Dafna Burema: SCIoI participates in the etami (ethical and trustworthy artificial and machine intelligence) consortium, where various industry and academic partners such as Volkswagen Group, KU Leuven, Atos, Continental, and Zalando come together to discuss AI ethics and ultimately create a “guidebook for ethical AI.” This is done on various topics. For instance, some activities within the consortium focus on creating auditing procedures to ensure the development of ethical AI, whereas other activities look at ways to ensure ethically sound documentation practices to increase transparency within the machine learning community. Currently, SCIoI is leading a project within etami that analyzes incidents with AI. The goal is to understand the context of such incidents by asking questions like, what happened?  Where did it occur? What can we learn from this?
How can we overcome the fragmented nature of intelligence research?
Dimitri Coelho Mollo: I think that there are many things that we can do. The first and most important one is to try and improve the dialogue between the different areas of science interested in intelligence, especially cognitive psychology, animal cognition research, and AI. One of the roles of philosophy is to look for links between different fields, taking a sort of bird’s eye view of what is going on in a broader domain of science. So philosophy becomes very relevant here.
A concrete example: philosophy can try to find a characterisation of intelligence at a level that allows people studying human intelligence, people studying non-human intelligence, and people trying to build AI to see what there their fields have in common, how some difficulties and puzzles are shared between these seemingly different phenomena, and what kinds of insights they can take from other fields to apply to their own. Doing that is the core aim of my project at SCIoI.
Achieving interdisciplinarity is one of SCIoI’s goals, but it has its challenges: How can the Cluster succeed in this, and what are the main questions?
Tobias Drewlani: SCIoI aims for a far-reaching interdisciplinary research practice where disciplines come together to create a unified vision of intelligence. In order to make this happen, SCIoI researchers need to develop a shared language between their disciplinary understandings and findings.
SCIoI’s unique approach is to use synthetic (i.e. artificial) artifacts to explore animal behavior, and to learn from animal behavior to create intelligent behavior in synthetic artifacts.
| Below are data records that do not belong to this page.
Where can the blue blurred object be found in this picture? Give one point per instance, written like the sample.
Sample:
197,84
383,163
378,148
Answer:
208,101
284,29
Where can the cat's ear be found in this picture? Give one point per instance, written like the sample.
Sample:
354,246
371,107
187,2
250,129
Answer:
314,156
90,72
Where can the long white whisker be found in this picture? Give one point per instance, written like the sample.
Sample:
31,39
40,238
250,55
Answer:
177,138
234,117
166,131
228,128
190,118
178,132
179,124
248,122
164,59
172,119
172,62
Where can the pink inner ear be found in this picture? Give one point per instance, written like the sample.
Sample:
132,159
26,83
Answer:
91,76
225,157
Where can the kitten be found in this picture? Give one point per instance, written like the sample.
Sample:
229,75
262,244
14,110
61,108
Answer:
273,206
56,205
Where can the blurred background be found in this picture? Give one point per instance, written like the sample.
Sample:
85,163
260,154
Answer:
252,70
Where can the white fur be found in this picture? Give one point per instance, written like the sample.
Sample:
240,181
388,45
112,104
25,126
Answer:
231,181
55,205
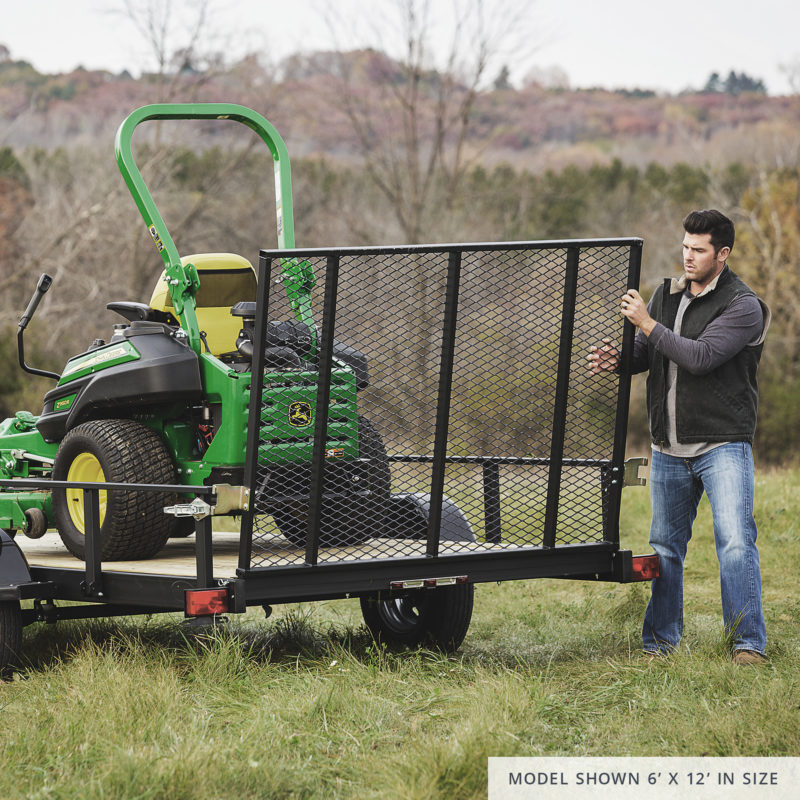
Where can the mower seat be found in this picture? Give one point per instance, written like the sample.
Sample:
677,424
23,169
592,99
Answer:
225,279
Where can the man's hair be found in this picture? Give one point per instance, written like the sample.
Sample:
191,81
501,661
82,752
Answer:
713,222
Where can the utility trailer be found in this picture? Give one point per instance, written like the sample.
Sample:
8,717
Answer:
411,421
493,455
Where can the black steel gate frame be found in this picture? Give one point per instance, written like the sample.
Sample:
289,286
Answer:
602,560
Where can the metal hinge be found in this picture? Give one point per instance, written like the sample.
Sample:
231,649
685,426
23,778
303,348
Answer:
230,498
631,477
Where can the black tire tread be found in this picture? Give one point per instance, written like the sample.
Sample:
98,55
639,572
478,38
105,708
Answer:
444,617
135,526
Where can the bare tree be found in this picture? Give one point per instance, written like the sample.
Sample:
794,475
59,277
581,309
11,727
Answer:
412,114
177,36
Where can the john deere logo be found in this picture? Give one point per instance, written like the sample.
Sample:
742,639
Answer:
300,414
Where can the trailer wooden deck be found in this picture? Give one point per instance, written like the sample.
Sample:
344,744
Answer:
178,556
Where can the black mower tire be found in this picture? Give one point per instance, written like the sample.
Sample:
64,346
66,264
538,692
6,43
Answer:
10,637
437,618
355,520
135,525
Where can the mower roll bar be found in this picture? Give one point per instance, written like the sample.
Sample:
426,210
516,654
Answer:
183,280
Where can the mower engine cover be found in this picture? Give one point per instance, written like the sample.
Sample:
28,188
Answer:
145,365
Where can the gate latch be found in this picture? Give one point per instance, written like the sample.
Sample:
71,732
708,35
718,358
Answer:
198,509
631,477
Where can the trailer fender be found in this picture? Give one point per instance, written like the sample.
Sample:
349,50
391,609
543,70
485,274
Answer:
13,566
409,514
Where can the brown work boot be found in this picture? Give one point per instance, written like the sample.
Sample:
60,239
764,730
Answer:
748,658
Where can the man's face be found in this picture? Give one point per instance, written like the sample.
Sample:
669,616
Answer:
701,265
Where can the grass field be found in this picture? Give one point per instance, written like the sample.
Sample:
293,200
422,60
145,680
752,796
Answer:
305,705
However, “translations” between analytical and synthetic disciplines often prove to be particularly challenging. For instance, can the idea  of “collective learning” be understood in the same way in behavioral biology and swarm robotics? Unfortunately, there is no script that can tell us exactly how to approach these challenges, but it is possible to collaboratively develop tools and methods that can help us navigate these situations. This is the point where my project comes into play. In my view, we can learn how to make sense of these interdisciplinary situations which are, by definition, always new and characterized by gaps. But this is what makes the context of SCIoI so interesting.
Science of Intelligence put forward a provisional definition of intelligence back in 2019. Is this definition evolving, or is it bound to evolve in the next few years?
Dimitri Coelho Mollo: I think that it is unlikely that anything like a definition of intelligence, in the strong sense, will be possible. If you think about it, we don’t have agreed-upon strict definitions for many scientific concepts, especially in the so-called special sciences (that is, sciences that are not fundamental physics, or math, if you think that mathematics is a science). What we do have are more or less justified, more or less explanatorily powerful, more or less abstract concepts, which are in continuous development and that vary in their fruitfulness depending on the use they are put to. I think that the provisional characterisation of intelligence provided by SCIoI is a good starting point, but it will naturally evolve in light of future philosophical and empirical work. In my project, we try to make some progress on this.